Example Cases for Keywords Changes for Units with Homogeneous Attributes

To provide more concrete analysis results, we next perform unigram and bigram text analyses and report the percent change in the relative frequency of advertising keywords between pre- and post-COVID-19 periods. First, both Figs. 3 and 4 suggest that view-related keywords appeared in online listings more frequently after the COVID-19 outbreak. For example, a single word of “view” and dual words directly indicating a good view such as “panoramic view”, “river view”, “view (is) beautiful”, “greenery view”, and “open view” have significantly increased their appearance in listings in 2020 and 2021 compared to 2019. In addition, less direct words such as “top”, “unblock”, and “balcony” also increasingly appeared in listing headlines after the COVID-19 outbreak (Fig. 3). Because units on the higher floor level are more likely to feature a better view than lower-level units, this result is consistent with the previous finding that higher-level units experienced increased price premiums after COVID-19 (Table 2, column 1). Figure 4 further shows that the probability of being advertised with “top floor” increased by more than 30 percent after COVID-19, whereas the keywords of “low”, “ground”, and “mid-floor” appeared much less frequently.

Fig. 3
figure 3

Unigram Analysis Results

Fig. 4
figure 4

Bigram Analysis Results

Next, in terms of space-related features, unigram analysis results show that 4- and 5-rooms became popular keywords for units in 2020 and 2021 compared to 2019, while having 2 rooms is advertised a lot less (Fig. 3). In addition, keywords suggesting a better living environment, such as “work” and “quiet”, appear more frequently after COVID-19. Bigram analysis results similarly show that keywords indicating more separate spaces within the housing unit with better housing quality—such as “plus study”, “renovated 5room”, and “spacious 4room”—appeared a lot more frequently in the post-COVID-19 periods (Fig. 4). These keywords directly reflect the increasing popularity of public housing units with more rooms shown in Table 2 (column 2). As mentioned above, we believe that this is mainly caused by the increasing WFH trend and higher demand for homes to accommodate diverse activities like home-schooling or teleworking.

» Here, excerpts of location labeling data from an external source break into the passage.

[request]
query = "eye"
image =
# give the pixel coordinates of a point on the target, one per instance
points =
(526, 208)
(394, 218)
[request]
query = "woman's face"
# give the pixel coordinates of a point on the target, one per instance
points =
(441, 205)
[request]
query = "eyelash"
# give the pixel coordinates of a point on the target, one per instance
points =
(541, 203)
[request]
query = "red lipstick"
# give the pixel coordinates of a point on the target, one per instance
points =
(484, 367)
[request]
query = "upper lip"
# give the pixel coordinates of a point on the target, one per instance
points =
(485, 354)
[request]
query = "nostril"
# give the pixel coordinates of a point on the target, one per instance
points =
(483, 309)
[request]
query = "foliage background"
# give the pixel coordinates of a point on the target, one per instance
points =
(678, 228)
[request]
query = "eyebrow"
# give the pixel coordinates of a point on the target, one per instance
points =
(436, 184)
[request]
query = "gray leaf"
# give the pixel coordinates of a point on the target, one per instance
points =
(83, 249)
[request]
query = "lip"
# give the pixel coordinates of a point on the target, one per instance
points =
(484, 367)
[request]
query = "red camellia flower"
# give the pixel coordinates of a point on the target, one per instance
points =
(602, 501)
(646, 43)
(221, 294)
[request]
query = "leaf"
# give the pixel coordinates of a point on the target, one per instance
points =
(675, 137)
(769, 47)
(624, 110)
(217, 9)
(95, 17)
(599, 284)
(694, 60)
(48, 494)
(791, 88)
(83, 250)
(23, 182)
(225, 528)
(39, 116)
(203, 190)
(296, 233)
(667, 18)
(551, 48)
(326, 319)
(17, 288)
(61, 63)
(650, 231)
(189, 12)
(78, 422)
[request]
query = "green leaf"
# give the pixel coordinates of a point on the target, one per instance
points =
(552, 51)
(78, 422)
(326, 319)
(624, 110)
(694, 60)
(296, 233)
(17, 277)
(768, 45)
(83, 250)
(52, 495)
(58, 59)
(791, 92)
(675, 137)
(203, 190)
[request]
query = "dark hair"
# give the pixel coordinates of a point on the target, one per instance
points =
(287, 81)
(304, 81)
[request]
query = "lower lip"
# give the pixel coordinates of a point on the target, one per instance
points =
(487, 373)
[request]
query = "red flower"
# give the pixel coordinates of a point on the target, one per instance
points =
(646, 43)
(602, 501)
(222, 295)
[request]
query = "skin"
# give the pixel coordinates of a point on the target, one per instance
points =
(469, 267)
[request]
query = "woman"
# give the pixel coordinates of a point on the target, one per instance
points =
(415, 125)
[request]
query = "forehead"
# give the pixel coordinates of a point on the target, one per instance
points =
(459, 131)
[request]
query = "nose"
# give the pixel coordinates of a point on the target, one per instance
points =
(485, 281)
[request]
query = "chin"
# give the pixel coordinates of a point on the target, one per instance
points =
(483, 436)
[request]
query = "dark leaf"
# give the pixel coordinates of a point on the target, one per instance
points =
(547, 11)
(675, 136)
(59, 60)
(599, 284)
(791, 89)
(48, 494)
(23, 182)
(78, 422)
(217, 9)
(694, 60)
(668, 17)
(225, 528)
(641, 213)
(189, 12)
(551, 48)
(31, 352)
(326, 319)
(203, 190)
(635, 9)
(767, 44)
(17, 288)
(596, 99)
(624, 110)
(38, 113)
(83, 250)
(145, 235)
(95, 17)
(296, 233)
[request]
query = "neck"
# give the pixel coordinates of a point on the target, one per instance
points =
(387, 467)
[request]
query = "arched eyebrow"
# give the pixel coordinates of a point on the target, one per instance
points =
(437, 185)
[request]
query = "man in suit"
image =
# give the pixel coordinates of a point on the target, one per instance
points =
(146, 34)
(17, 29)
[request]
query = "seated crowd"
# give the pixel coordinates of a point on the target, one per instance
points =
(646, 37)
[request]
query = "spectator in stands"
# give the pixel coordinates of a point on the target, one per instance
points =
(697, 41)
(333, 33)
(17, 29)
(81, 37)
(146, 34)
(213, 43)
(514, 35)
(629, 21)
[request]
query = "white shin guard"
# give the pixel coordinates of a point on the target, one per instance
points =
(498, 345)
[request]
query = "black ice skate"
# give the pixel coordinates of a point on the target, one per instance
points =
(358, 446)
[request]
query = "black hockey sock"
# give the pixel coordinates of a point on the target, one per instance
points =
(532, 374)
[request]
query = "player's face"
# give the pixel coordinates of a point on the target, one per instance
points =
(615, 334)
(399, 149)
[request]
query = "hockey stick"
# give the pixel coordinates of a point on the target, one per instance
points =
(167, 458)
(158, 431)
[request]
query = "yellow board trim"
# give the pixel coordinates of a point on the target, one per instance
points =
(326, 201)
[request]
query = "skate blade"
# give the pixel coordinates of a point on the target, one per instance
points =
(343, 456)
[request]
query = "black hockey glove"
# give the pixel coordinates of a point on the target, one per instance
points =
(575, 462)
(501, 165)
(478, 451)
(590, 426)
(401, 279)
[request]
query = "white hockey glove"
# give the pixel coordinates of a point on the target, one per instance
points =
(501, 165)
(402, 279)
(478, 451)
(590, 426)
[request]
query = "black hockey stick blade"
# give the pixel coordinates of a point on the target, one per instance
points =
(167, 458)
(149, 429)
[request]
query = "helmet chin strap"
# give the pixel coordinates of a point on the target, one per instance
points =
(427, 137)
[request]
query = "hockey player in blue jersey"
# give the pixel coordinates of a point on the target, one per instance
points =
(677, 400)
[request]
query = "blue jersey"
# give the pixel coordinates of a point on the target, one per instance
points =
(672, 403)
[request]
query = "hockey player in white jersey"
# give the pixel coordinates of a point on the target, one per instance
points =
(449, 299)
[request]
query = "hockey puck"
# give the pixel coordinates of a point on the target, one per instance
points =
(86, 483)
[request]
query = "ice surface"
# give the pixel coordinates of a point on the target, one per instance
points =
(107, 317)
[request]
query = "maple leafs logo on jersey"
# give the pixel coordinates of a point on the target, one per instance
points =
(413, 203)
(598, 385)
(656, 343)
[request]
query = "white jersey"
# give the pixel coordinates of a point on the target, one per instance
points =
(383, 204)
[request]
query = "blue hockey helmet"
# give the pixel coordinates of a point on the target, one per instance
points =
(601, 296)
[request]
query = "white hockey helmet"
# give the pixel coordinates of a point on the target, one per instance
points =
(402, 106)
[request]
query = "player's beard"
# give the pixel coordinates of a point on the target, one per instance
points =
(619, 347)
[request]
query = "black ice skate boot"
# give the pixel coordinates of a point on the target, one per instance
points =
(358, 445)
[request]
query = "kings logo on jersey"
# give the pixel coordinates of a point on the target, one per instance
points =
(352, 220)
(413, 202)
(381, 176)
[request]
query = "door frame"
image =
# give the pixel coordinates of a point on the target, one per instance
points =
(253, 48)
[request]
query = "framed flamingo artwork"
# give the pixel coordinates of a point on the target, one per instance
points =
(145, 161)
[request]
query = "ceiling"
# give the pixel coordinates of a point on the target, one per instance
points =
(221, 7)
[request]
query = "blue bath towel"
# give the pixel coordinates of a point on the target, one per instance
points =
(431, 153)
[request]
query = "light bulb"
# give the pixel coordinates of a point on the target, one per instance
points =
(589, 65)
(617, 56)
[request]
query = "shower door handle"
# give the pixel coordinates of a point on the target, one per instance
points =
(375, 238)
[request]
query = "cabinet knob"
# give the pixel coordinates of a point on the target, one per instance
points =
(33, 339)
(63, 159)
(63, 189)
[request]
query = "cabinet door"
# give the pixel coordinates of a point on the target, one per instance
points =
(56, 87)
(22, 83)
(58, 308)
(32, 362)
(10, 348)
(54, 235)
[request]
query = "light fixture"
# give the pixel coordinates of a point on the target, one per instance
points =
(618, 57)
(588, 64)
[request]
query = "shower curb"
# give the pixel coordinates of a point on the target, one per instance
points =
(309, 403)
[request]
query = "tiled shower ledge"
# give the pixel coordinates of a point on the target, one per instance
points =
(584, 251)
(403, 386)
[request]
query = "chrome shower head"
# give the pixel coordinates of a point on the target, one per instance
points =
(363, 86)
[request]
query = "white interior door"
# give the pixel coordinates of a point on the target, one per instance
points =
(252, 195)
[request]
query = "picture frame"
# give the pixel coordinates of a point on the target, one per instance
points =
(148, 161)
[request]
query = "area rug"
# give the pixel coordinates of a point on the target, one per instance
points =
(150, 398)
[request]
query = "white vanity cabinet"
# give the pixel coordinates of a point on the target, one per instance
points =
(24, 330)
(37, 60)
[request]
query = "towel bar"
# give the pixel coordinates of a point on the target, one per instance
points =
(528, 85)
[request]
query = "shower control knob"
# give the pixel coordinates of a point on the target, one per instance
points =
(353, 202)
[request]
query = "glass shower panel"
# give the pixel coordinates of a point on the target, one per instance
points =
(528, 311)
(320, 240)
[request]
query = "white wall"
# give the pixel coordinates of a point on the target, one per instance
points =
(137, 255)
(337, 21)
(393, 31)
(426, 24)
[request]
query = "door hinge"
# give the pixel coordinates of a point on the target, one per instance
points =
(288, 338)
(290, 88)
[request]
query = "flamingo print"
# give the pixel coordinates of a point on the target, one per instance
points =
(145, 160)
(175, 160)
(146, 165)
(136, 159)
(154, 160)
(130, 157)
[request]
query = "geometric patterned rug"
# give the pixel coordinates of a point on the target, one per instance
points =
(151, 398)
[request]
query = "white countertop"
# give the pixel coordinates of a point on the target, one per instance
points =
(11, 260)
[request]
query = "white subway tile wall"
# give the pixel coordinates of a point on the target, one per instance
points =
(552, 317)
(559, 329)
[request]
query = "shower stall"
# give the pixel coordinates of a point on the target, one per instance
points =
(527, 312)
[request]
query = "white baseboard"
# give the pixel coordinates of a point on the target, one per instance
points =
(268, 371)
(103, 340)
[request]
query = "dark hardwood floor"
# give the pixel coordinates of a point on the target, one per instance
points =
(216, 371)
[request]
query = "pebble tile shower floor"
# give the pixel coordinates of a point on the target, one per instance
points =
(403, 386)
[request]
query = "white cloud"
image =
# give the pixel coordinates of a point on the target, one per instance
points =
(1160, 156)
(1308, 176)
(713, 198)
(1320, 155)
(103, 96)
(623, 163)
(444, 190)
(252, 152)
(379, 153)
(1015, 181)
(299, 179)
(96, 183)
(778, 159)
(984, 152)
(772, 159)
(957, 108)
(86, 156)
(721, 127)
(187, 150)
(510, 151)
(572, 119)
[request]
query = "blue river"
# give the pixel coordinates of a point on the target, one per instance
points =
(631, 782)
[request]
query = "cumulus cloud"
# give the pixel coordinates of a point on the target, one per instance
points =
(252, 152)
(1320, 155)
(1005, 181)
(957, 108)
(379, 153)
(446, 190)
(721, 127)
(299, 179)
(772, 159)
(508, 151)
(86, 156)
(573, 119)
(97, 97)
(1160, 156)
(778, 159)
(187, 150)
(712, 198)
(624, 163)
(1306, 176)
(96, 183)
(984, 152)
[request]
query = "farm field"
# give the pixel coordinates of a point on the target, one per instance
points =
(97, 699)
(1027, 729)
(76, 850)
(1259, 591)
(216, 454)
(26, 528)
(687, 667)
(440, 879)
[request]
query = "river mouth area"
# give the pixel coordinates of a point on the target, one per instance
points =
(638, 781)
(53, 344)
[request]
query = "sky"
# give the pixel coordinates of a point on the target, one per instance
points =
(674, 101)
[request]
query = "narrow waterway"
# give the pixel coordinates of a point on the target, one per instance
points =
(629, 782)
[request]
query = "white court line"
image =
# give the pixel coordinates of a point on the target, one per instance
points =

Finally, both unigram and bigram analyses demonstrate that location-related words appear less often in the headline of online listings after the COVID-19 outbreak. For example, single words presenting the distance or certain location such as “km”, “connectivity”, “proximity”, “station”, “mrt”, and “central”, appear less frequently after COVID-19 (Fig. 3). We also discover that dual words presenting public transportation accessibility, such as “mrt walk”, “opposite mrt”, “distance (to) mrt”, and “mrt station”, appear less frequently (Fig. 4). This downward trend is directly linked to a significant reduction in the price premium for proximity to public transportation and the CBD after COVID-19 shown in Table 2 (columns 3 and 4). While highlighting the convenient and accessible locations used to be critical for online advertising, real estate agents have likely changed their strategies to adapt to new market trends.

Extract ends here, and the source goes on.